There have also been disagreements around what to call the drugs, how to market them, and when it's appropriate to switch patients from one to another.

In other cases, drugmakers have used contracts with drug plans and insurers to thwart competitors. When Pfizer Inc.'s biosimilar version of Johnson & Johnson's arthritis treatment Remicade came to market, Johnson & Johnson made exclusive agreements with payers to only cover its brand-name treatment.

The end result has been lackluster sales of the new drugs, including Pfizer's.

"A physician can't just switch easily a patient to a biosimilar," Umer Raffat, an analyst with Evercore ISI, wrote in a note Saturday.

On Thursday, when the FDA announced the approval of Amgen Inc.'s version of the 13-year-old Avastin, it called the move "an important way to help spur competition that can lower health-care costs and increase access to important therapies."

Yet Amgen has no planned launch date for the biosimilar copy of Avastin, which will be called Mvasi. It also hasn't named a price. Kristen Davis, an Amgen spokesman, said Amgen and Roche were in the process of exchanging information about patents.

Roche said it supports biosimilars, but wouldn't comment on any potential legal disputes.

"Patients' interests have always been front and center for us, and we believe having more treatment options is a good thing," said Meghan Cox, a spokesman for Roche's Genentech unit, which makes the drug. She added, "We plan to defend the patents protecting Avastin as we do for all of our medicines."

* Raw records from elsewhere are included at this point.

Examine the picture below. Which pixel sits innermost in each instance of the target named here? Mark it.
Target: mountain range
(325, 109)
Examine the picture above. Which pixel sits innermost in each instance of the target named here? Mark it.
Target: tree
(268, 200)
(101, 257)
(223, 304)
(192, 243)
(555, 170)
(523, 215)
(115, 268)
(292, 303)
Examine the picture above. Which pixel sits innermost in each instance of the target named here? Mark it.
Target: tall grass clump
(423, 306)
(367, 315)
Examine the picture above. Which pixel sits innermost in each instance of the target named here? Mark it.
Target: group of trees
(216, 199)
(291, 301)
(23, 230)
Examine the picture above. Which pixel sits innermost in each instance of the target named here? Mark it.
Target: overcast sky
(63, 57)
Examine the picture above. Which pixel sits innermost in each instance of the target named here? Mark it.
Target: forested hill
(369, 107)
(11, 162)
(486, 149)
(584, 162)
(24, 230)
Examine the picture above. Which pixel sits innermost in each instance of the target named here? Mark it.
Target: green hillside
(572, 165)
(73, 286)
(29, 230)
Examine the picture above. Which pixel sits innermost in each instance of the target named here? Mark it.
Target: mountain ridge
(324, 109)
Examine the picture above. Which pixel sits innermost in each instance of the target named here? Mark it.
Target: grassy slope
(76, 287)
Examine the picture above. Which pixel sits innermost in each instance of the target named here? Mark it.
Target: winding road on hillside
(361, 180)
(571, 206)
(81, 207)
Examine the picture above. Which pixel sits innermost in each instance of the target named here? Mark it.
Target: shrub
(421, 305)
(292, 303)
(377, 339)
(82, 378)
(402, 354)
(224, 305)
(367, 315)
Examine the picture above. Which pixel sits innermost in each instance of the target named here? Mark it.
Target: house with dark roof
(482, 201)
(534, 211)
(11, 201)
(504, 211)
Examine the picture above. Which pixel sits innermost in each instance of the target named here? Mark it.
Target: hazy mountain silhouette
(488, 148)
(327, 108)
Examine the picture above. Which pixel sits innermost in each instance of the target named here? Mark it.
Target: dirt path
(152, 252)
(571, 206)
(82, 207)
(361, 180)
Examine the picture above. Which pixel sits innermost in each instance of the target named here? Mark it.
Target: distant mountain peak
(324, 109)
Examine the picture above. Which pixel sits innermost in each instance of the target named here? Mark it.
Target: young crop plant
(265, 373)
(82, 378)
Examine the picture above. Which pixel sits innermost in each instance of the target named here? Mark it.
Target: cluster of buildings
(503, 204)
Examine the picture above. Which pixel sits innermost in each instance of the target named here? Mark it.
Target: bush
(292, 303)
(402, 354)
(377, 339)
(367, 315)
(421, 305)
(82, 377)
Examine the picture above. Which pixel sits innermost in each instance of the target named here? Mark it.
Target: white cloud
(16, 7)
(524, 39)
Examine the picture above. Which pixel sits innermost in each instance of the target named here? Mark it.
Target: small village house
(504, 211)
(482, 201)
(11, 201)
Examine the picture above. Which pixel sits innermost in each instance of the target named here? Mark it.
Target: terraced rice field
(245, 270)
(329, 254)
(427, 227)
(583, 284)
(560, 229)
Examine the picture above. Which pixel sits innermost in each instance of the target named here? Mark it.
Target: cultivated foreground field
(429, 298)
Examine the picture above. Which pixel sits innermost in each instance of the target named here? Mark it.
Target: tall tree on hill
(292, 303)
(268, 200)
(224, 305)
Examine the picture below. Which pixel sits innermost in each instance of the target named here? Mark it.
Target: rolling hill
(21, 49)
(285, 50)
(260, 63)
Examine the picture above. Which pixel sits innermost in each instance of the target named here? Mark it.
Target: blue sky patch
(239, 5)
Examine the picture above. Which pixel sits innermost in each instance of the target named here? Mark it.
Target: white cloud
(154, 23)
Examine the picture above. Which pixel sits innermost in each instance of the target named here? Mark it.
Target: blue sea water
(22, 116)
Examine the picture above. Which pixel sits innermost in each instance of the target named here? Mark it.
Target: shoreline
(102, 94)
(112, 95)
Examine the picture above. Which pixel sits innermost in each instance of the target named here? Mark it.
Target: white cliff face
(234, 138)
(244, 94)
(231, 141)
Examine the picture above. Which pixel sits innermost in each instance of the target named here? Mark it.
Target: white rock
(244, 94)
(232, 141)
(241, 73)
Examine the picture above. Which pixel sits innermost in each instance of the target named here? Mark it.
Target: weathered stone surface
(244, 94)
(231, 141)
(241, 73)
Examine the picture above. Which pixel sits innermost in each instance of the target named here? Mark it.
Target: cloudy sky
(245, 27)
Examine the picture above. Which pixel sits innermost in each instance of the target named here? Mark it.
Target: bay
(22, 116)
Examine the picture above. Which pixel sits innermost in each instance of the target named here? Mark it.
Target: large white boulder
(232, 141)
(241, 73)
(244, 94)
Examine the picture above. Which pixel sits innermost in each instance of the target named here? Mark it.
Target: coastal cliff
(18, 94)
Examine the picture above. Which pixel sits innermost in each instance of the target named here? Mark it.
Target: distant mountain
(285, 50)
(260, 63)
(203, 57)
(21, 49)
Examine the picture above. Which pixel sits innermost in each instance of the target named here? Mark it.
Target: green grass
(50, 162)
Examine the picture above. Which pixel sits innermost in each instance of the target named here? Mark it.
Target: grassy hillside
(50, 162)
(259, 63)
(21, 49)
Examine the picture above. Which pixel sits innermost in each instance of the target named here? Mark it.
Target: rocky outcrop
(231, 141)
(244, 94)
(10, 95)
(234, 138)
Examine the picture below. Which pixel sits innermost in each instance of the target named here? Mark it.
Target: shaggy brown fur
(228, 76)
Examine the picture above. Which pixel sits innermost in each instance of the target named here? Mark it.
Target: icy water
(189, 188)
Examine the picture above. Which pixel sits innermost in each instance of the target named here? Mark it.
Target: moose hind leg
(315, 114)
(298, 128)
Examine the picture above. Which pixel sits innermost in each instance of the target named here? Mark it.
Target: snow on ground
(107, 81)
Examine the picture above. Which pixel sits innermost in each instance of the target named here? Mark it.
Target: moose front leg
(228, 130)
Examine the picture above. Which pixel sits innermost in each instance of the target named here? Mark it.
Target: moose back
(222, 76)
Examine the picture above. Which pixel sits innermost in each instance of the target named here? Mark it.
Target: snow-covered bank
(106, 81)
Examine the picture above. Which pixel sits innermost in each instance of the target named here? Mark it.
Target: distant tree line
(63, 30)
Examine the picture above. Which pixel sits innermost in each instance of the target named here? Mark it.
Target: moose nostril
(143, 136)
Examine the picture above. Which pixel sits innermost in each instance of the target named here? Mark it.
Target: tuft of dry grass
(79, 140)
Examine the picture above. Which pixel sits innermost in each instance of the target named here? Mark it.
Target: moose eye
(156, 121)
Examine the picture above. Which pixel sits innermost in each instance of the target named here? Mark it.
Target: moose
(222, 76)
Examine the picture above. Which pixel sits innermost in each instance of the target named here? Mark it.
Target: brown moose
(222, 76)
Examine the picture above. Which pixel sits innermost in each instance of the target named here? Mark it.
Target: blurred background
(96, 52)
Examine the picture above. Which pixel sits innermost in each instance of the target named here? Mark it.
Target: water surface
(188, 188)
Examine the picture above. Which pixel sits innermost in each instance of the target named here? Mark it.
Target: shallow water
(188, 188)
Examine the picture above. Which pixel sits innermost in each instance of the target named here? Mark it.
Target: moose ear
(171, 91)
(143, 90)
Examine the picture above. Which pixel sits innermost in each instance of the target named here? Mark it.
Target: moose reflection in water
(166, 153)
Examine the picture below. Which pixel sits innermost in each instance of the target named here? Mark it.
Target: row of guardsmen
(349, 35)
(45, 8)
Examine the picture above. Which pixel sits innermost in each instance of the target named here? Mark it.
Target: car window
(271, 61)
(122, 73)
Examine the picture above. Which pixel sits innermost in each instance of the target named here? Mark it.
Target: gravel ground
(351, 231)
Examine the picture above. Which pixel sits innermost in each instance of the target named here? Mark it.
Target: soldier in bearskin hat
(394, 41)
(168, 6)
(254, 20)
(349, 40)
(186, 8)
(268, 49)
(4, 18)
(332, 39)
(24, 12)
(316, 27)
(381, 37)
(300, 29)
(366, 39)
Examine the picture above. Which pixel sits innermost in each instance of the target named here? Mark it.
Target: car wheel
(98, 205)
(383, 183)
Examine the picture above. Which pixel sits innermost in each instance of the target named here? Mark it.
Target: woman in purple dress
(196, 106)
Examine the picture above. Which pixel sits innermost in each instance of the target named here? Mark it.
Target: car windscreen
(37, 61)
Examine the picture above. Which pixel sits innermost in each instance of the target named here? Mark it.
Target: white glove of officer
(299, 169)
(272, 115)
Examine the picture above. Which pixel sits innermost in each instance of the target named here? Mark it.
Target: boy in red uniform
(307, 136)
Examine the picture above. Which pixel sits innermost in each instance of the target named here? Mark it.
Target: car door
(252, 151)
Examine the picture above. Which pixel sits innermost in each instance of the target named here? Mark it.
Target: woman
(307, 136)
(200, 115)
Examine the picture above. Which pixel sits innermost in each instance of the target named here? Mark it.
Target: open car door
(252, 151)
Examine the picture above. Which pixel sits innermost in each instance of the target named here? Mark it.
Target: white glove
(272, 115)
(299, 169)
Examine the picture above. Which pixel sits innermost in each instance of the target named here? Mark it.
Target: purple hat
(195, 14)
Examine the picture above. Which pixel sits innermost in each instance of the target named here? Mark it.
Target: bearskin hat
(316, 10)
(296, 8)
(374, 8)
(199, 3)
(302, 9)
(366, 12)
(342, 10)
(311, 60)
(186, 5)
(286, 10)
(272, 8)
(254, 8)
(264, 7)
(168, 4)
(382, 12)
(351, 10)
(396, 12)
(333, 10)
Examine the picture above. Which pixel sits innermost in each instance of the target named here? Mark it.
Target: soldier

The FDA, which has announced several measures on drug costs, is trying to get doctors more familiar with biosimilars. It's also considering changes to draft guidelines on how makers of biosimilar drugs can prove to the FDA that doctors can switch patients from one drug to another. Gottlieb didn't specify what those changes could be.

"We're going to be launching a public service campaign to educate physicians about the process biosimilars go through," FDA Commissioner Scott Gottlieb said. The campaign will likely kick off in the next month or two, Gottlieb said.

The issue of patents and delays into getting the drugs to market is outside his agency's purview, Gottlieb said.